While taste and smell are two different senses, they are inextricably connected. In fact, smell is responsible for 80 percent of what we taste. Olfactory nerves — located in the nose — and taste buds on our tongues are both used to send messages to the brain. It is there that the information is received, allowing flavors to be identified.
Pastry chef Rory Macdonald explains integrating aspects of taste and smell into cooking can either enhance or negatively impact the culinary and flavor experience. According to Macdonald, our interpretation of smell is so impactful on taste that if you were eating a grilled cheese sandwich at the same time you detected burnt cheese, your sandwich would taste burnt even if it was not.
Read More: How Our Sense of Taste Evolves and Adapts
These senses commonly become impaired as people age, with almost 40 percent of Americans ages 80 and above experiencing smell impairment and 27 percent reporting taste impairment. As we age, our olfactory nerves degenerate, which leads to a diminished sense of smell in elderly people.
Taste buds are also altered by loss of nerve function, resulting in a less distinct sense of taste. People can identify four tastes — salty, sweet, sour and bitter. Since salt is one of the first tastes that becomes decreased, older people may oversalt their food to compensate for the loss, leading to high blood pressure levels. Other causes among older populations are tooth loss/denture wearing and reduced saliva production.
Read More: Why Does Our Sense of Taste Change As We Get Older?
We all know how hard it is to smell or taste normally when we are sick. Allergies, colds, the flu, sinus congestion and nasal polyps are the most common health issues which reduce these senses. They cause inflammation and swelling, reducing our ability for normal smell/taste function.

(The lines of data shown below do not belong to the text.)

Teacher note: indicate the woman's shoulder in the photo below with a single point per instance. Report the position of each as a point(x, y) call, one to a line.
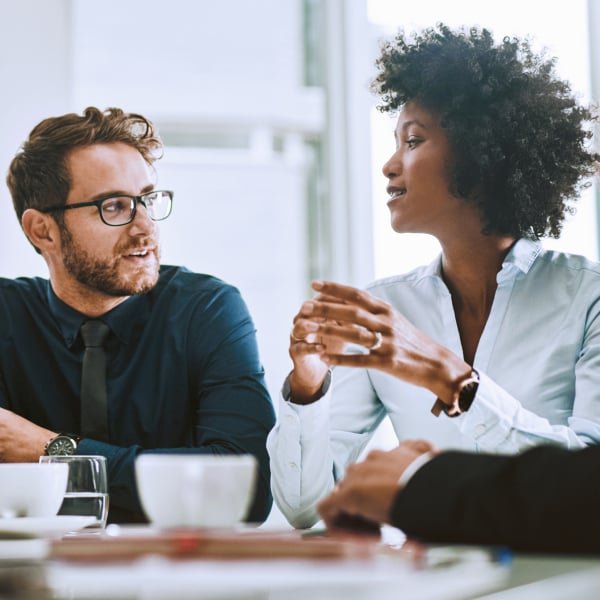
point(566, 261)
point(416, 277)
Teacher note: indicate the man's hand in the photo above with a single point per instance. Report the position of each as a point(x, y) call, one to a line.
point(20, 439)
point(369, 488)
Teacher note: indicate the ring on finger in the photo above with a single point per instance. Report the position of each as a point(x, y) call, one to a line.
point(378, 341)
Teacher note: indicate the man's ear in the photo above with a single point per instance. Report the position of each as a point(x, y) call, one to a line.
point(41, 229)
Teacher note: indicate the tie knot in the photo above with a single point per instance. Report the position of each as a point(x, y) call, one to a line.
point(94, 333)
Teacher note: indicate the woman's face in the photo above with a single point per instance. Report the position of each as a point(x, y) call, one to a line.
point(418, 174)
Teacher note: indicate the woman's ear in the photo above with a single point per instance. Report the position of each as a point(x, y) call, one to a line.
point(41, 229)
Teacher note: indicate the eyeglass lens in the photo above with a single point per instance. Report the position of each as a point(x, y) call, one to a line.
point(119, 209)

Several neurodegenerative conditions can be associated with loss of smell and taste, including Alzheimer’s, Parkinson’s and multiple sclerosis. Just as areas of the brain related to taste/smell can be affected by neurological illness, brain injury can be another determining factor. This is due to damage in the nerves that are needed to process the signals sent to the brain.

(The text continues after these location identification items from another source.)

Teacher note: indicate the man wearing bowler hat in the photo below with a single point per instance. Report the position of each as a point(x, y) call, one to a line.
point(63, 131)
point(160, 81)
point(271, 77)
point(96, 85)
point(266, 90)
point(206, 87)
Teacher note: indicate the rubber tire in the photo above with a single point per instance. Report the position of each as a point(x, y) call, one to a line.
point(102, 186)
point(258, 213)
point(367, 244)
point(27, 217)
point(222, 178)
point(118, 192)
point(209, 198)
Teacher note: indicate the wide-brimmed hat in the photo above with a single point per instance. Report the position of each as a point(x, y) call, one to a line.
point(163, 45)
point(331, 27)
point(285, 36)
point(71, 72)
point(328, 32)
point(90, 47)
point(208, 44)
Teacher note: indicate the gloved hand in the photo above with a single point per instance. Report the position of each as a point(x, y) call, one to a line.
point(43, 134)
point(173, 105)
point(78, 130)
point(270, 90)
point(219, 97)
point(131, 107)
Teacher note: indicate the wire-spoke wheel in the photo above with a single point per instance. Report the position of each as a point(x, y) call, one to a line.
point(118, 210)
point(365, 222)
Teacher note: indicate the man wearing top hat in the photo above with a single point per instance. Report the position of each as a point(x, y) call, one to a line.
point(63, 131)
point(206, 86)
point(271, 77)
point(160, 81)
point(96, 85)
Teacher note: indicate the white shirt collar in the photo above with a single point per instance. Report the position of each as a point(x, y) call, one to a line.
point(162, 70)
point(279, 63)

Read More: Your Sense of Smell Is Linked to Your Overall Health
When there is a decline in the quality of these particular senses, it is not always possible to regain them to previously functioning levels. However, there are situations where there are potential ways to improve your diminished senses.
Keep a journal: Be mindful of the smells you can identify. Concentrate on them and then immediately write in your journal — describing as many details as possible. This will help trigger your brain to recognize them in the future. Keep a similar journal for taste. When you’re eating, try to detect the different flavors and spices.

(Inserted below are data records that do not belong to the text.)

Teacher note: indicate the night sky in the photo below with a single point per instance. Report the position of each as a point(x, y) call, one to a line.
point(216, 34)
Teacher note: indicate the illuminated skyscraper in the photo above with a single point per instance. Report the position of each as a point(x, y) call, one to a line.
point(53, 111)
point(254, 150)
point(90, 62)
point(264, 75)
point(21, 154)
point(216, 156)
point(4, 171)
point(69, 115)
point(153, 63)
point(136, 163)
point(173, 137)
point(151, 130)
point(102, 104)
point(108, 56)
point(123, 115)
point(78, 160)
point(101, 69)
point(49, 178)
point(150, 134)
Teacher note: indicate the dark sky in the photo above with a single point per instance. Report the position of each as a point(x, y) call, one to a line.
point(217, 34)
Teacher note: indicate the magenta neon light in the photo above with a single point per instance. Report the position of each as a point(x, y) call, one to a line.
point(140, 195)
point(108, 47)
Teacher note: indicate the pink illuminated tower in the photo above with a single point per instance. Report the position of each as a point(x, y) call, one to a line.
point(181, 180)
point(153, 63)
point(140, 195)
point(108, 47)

Use powerful spices/seasonings/herbs: These include garlic, cumin, ginger, cayenne pepper, chili powder and cinnamon. The more intense and flavorful they are, the more likely you are to identify them.
Serve hot and cold foods together: The contrast can spur your taste buds.
If you smoke, quit: Pollutants are irritating to smell receptors, and smoking causes pollutants to be inhaled directly into your airways. Research shows that smokers who quit report an improvement in their ability to taste and smell.